The title of this blurb is a question whose answer is "An IBM computer system that recently won over seventy thousand dollars on Jeopardy against two stalwart human champions, Ken Jennings and Brad Rutter."
The match followed more than a decade of work by IBM computer scientists developing and harnessing capabilities that enabled Watson to do “open question answering” – answering questions delivered in unstructured formats, about unknown topics, with all of the nuance and uncertainty of natural language. The Jeopardy format is particularly challenging because it requires understanding the puns and deliberately obscure allusions common to Jeopardy categories. Humans filter, interpret, and cross-reference to push the buzzer in Jeopardy – Watson needed these same skills, which are all part of “data analytics.”
Years ago a machine might be puzzled by the phrase "Time flies like an arrow" and struggle to consider its various meanings, with little chance of associating contextual clues successfully. Watson stores a huge amount of information (for example, that Paganini's capricci are written for the violin and that the Church Lady is a SNL character of Dana Carvey). But to be successful at Jeopardy, Watson also needed to be able to quickly puzzle through the distraction of the question, "With much 'gravity', this young fellow of Trinity became the Lucasian Professor of Mathematics in 1669" (correct response: "Who is Isaac Newton?").
Watson's hardware is extensive (nearly three thousand processors and 16 terabytes of RAM) but its software is even more impressive.

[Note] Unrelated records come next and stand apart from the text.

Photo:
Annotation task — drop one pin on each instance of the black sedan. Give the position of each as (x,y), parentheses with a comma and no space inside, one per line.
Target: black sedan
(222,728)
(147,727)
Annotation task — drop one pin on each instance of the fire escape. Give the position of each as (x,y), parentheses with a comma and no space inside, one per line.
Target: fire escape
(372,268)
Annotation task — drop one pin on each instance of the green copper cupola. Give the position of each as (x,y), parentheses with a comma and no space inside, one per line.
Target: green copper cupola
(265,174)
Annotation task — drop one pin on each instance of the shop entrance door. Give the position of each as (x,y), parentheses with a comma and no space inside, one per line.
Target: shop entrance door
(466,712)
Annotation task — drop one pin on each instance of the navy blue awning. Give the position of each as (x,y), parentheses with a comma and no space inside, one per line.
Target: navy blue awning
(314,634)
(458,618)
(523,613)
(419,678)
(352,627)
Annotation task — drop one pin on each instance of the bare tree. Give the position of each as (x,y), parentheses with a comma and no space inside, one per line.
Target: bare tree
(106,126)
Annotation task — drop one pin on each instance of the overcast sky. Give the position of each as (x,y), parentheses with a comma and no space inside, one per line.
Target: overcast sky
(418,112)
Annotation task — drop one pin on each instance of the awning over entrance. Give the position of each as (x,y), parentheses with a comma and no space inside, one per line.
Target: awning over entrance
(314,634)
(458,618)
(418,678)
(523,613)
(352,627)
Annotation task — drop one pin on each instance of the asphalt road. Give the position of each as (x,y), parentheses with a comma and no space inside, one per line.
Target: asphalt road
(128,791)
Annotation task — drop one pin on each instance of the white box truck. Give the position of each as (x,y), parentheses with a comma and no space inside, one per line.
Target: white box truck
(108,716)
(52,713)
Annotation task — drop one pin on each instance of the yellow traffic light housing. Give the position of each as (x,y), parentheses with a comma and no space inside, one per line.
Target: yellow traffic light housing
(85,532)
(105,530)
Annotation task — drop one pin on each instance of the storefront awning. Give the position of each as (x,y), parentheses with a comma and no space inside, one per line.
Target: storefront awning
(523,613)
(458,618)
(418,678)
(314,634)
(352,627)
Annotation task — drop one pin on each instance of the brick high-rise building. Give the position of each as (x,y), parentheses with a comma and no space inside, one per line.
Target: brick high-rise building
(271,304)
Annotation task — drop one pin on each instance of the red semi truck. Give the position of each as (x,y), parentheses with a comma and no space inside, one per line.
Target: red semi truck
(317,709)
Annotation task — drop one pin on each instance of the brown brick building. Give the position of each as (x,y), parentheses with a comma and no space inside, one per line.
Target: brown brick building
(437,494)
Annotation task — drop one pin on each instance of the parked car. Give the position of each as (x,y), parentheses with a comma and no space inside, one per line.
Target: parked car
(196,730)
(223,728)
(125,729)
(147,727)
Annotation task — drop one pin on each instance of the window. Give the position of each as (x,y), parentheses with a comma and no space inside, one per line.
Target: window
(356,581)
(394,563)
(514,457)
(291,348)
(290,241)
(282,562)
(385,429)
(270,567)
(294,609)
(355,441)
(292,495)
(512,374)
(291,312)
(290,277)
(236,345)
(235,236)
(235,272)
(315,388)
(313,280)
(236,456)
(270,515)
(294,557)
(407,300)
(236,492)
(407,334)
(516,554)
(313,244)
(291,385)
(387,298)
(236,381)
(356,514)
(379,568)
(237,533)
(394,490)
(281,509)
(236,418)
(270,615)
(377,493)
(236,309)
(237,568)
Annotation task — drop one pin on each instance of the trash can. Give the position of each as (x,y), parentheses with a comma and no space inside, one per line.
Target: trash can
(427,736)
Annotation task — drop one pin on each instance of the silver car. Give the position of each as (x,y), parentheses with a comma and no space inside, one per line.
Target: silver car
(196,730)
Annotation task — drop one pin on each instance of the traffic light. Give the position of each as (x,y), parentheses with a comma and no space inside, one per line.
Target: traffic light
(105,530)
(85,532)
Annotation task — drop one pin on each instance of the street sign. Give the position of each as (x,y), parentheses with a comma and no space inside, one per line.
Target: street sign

IBM scientists programmed Watson without outside assistance, but they built upon research partly sponsored by various U.S. agencies. CCICADA researchers at the Information Sciences Institute (ISI) at USC were involved with some of this earlier research on question answering sponsored by the Advanced Research Development Agency in its AQUAINT program.
Watson exemplifies one aspect of an industry of increasingly sophisticated query-and-response software. For example, the discovery process is a part of complicated litigation: each side gets access to potentially huge stores of information which must be sorted and analyzed. According to a recent article in the New York Times (http://www.nytimes.com/2011/03/05/science/05legal.html), by using the software "one lawyer would suffice for work that once required 500" in handling the millions of documents commonly encountered in complex actions. And while "People get bored, people get headaches. Computers don't." Related software also has a logical role in homeland security, enabling law enforcement and intelligence officers to sift through large volumes of information to find clues and put pieces together during investigations.
CCICADA faculty member Dr. Hans Chalupsky and CCICADA Research Director Dr. Eduard Hovy are now working with some of the IBM scientists who created Watson in their next venture to improve upon Watson in the RACR project. RACR (an acronym whose precise meaning is still to be determined) will accumulate information, respond to queries, and also evaluate the reliability of the information using the reputation of the sources. It will combine elements of Watson's reasoning along with the abilities to acquire, search, and classify data that such commercial products as the legal discovery engines possess. Further, Dr. Hovy stated that RACR is planned to be a system with "deeper reasoning, inference, and intelligent question answering" which will be able to "learn from mistakes". This technology will have important applications to complex DHS questions involving very large amounts of information having varying degrees of reliability, with all of these aspects evolving in time.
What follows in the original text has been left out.